Monday, August 1, 2011

New York Times, Editorial: The Equitable Fire.

January 10, 1912, New York Times, Editorial, "The Equitable Fire."

There was no other private business building in the world that could be compared with the Equitable Building in repsect to the magnitude of the interests assembled under its roof, no other the burning of which would have imperiled so many hundreds of millions of securities, or have been the cause of so serious a temporary derangemeent of financial affairs. The immediate effect of the fire was the closing of half a dozen or more of the city's great banking institutions to which access could not be had because of the heat and smoke and the establishment of fire lines. The Clearing House, an indispensible part of the financial machinery of the Wall Street district, could not be occupied, and the morning's clearings were effected after a fashion, in the Chamber of Commerce Building. One singular effect of the fire was the suspension of deliveries on the Stock Exchange. Immense volumns of securities were known to be either destroyed or rendered inaccessible by the fire, and not only were deliveries out of the question, but there could be no certainty that the securities dealt in were actually in existence. It is certain that New York has never had a fire that was the cause of so general a dislocation of business in the financial district.

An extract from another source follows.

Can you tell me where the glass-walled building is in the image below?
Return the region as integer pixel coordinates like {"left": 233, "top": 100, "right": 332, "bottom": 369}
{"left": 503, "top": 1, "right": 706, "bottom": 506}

There is reason to believe that when the final measure of the property loss is ascertained, it will be far below the appaling estimates which were first made, and which seemed plausible enough when it was feared that everything within the building might be destroyed. It is a cause of congratulations, first of all, that the enormous mass of securities belonging to the Equitable Life Assurance Society, amounting, it is said, to some $300,000,000, were preserved from destruction within the great safe built for their keeping some years ago. There is great satisfaction, too, in the assurance given by Presidant DAY that the records of the society, which hardly could be replaced, were some time since removed to another office. It is believed that the securities in the vaults of the Mercantile Safe Deposit Company, amounting to many millions, and those in the safes of the banking institutions are also intact. Two valuable law libraries were destroyed, besides the records and papers of the many law firms who were tenants of the building. The loss, confusion, and embarrassments caused by the fire will have their echoes in court proceedings for many years to come. The Equitable Building, valued at some $15,000,000, will be a total loss, and it was not insured. But, as it was said that the land covered by the structure is worth $300,000 more without the building than with it, it is plain that the estimate of this loss is subject to material reduction in view of the fact that the Equitable Society has for some years had under consideration plans for the erection of a new building.